Elizabeth Warren DNC YouTube Speech Last Night: Big Time Successful Delivery

Impact

Massachusetts Senate candidate Elizabeth Warren has been largely praised for her address at the DNC that served as a “warm-up” for former President Bill Clinton’s largely anticipated speech. 

Warren didn’t appear to take the attitude that her address should be viewed as a warm up act, emphatically putting herself into the role as the voice of the troubled American middle class.  Warren presented an arguably compelling case for the “99%” to give President Obama another four years, in which she used a touching narrative of her family and growing up as a child, criticized greedy oil companies and Wall Street CEOs, and consistently criticized Republican presidential nominee Mitt Romney for being out of touch with the middle class.

Warren, amidst a heavily criticized Senate campaign for her “you didn’t build it” line, managed to characterize Obama — and herself — as completely in touch with the middle class while looking to portray the opposite for Romney. 

Warren, first attacking Romney by only alluding to him, pointed out that no she truly respected “made big bucks from the risky Wall Street bets that brought down our economy” or had  “their money in the Cayman Islands to avoid paying their fair share of taxes.” 

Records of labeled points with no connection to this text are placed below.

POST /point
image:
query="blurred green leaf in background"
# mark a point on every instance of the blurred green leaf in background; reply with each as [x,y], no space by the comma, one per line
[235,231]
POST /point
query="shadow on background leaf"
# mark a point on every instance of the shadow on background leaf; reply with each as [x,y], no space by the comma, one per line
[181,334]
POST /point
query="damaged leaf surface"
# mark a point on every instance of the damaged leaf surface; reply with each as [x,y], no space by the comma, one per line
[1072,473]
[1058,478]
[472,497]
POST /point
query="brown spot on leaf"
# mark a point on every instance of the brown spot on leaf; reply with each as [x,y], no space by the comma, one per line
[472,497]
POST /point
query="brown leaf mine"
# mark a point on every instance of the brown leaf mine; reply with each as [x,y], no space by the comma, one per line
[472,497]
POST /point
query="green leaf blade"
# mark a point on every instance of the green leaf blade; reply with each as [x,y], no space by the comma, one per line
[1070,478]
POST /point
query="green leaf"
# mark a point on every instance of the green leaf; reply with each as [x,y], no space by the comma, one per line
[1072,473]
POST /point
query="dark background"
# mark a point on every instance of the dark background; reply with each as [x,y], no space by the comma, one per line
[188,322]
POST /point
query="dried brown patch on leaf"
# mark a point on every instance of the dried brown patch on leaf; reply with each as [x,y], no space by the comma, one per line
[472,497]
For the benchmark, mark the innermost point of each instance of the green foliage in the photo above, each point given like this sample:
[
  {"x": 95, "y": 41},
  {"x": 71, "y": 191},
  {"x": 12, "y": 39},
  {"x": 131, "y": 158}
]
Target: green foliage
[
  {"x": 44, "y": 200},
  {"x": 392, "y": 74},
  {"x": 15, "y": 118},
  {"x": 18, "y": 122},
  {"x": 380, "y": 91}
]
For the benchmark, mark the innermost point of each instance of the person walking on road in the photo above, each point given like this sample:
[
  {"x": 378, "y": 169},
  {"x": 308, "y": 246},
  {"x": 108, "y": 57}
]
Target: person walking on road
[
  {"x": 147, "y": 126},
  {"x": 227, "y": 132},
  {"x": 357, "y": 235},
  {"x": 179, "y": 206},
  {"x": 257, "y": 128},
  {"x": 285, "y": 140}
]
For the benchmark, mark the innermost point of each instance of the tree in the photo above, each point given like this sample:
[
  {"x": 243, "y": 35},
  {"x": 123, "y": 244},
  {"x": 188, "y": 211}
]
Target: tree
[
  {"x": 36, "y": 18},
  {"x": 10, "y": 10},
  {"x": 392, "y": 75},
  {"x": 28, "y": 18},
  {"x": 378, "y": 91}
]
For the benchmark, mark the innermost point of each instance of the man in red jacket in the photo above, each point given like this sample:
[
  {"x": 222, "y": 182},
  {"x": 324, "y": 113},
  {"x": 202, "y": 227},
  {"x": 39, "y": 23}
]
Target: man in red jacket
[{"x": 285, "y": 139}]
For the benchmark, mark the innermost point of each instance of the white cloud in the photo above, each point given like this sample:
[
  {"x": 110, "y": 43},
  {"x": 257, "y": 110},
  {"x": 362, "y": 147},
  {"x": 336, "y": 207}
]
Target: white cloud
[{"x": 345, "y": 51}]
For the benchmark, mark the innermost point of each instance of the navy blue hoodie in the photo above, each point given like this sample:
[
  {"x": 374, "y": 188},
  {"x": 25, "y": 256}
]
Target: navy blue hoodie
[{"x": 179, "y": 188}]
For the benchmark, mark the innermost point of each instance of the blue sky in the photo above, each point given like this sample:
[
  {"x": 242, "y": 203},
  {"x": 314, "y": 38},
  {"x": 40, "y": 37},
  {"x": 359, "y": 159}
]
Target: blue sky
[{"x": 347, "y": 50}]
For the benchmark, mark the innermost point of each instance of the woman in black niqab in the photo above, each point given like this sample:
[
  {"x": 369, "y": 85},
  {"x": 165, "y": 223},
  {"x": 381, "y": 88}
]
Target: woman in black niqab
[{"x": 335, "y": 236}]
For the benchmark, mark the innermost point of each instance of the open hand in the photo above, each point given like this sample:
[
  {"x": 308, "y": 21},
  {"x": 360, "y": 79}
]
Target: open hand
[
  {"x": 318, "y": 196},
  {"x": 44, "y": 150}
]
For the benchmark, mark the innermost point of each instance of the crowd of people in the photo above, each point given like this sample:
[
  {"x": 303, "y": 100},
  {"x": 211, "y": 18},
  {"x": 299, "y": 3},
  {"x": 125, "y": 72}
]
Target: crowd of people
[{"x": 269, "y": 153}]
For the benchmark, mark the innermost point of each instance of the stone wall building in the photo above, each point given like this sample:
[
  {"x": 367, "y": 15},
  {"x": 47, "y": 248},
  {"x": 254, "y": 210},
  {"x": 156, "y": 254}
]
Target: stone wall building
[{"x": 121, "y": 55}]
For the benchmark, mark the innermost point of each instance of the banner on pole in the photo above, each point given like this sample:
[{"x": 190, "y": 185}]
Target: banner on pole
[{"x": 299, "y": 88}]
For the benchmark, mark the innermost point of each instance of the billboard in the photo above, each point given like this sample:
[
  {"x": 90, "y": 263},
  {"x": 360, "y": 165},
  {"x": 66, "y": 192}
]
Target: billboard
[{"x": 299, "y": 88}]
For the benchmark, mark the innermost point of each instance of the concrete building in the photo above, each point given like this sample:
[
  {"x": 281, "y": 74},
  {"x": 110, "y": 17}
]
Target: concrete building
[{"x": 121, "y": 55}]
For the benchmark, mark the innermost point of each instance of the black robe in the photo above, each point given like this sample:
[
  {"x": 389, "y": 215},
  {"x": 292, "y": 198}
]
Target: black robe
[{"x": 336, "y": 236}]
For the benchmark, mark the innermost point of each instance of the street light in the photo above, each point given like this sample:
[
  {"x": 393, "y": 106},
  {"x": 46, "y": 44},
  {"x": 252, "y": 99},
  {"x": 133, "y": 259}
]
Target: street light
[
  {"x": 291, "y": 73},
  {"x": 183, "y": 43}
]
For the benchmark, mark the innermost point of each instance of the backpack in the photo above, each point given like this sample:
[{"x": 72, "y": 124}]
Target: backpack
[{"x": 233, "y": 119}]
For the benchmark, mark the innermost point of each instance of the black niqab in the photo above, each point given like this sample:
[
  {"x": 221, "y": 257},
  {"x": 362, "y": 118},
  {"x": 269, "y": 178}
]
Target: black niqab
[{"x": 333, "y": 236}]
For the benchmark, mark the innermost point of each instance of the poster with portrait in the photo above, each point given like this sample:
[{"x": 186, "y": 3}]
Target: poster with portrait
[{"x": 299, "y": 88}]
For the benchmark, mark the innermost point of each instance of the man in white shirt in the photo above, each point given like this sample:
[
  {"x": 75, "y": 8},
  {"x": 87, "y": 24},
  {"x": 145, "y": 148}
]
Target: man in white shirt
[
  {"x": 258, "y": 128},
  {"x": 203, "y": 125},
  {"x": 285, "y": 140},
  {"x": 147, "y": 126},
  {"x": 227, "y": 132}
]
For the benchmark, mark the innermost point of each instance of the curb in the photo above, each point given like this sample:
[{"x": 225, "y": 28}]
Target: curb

Arguably the most significant passage of Warren’s address had her bash a Romney comparison between Americans and business, remarking, “corporations are not people … and that matters… because we need Barack Obama.” Warren, intent on making it clear that the country is better off after four years of Obama (a largely contested point during the RNC), closed with saying that Obama “believes in a country where nobody gets a free ride or a golden parachute” and that he believes in a nation where “billionaires pay their taxes just like their secretaries do."

Warren’s primetime speech will likely give her a much needed boost in her Senate campaign, where Scott Brown’s approval rating is very high. Furthermore, her speech serves to create the potential opportunity to provide President Obama with the support of a rising star among a polarized Congress for the next four years, assuming Obama wins. 

Warren’s speech stood consistent with her life-long political rhetoric, keeping true to her beliefs in regards to the economy, regulation, and the middle class, while maintaining thorough accuracy behind her message (to which there has been a distortion of during both conventions). And Obama will embrace her endorsement gladly, as he attempts to gain momentum in winning the independent vote and solidify his claim that America is better off than it was four years ago.